Oui, le Québec fait face au veau d’or. Ce demi-pays ne soupçonne pas encore que son ruminant local est le cousin de celui qui pressure la Grèce et l’Espagne et qui gouverne l’Italie par banquier interposé, mais il vient d’entendre un mugissement inquiétant : le veau d’or exige de la société québécoise un culte encore plus exorbitant. Au lieu de tourmenter les pauvres intérêts miniers, qu’on surtaxe la santé! Au lieu de contraindre les conglomérats à payer leurs voies ferrées et à décontaminer les sites vidés de leurs richesses, qu’on rationne l’accès à l’éducation supérieure! Et, pour calmer les frileuses agences de notation, qu’on accorde un congé fiscal aux projets de 300 millions $ malgré les inquiétudes au sujet des dépassements de coûts! Les prédateurs tiennent à gagner encore un rang dans la chaîne alimentaire.

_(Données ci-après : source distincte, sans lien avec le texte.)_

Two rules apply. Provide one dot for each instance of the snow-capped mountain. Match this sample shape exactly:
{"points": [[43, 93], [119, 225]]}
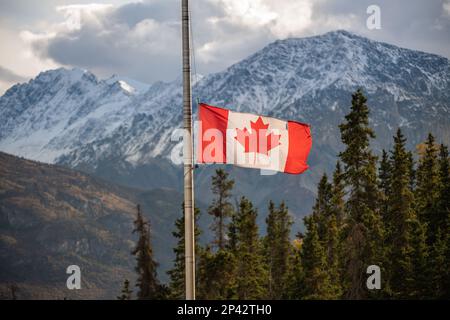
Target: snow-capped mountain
{"points": [[73, 118]]}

Heureusement, le livre est là pour contredire le veau d’or. Le physicien Normand Mousseau (La révolution des gaz de schiste, MultiMondes, 2010) cite la Norvège en exemple : « Grâce à des mesures qui permettent à l’État de récupérer plus de 75% des revenus pétroliers et à l’investissement de ceux-ci dans des placements à long terme, les hydrocarbures continueront de soutenir encore longtemps les généreux programmes sociaux qui profitent à tous les Norvégiens ». Au cas où le veau d’or vanterait les exploitants des ressources naturelles, Mousseau revient à la charge dans son plus récent bilan : « le modèle proposé par les grandes institutions mondiales évacue complètement les questions de propriété, de contrôle de la production, de responsabilité à long terme de l’industrie à l’endroit des impacts environnementaux et les limites générales du modèle économique dominant » (Le défi des ressources minières, MultiMondes, 2012).

Plus démocrates que le veau d’or, les écrivains ne canonisent pourtant pas tel ou tel modèle. Dans son immense premier roman, Dalibor Frioux (Brut, Seuil, 2011) demande des comptes au modèle norvégien lui-même. « Nous ne pouvons pas, dit Inger, un de ses personnages, nous ériger encore une fois en modèle pour l’humanité. Notre situation est très particulière ». Car ce cher Inger estime que la Norvège, avec ses 4,5 millions d’habitants, bombe trop le torse avec ses prix Nobel, son rapport Brundtland, son développement durable, son fonds souverain et quoi encore? Que dirait Inger si, de passage au Québec, il comparait le modèle norvégien à notre agenouillement devant le veau d’or? Peut-être penserait-il que, malgré tout, l’originalité vaut mieux que l’à-plat-ventrisme.

P.-S. Si quelqu’un ignorait l’histoire du veau d’or, qu’il s’adresse à l’excellent spécialiste de la Bible qu’est le maire de Saguenay.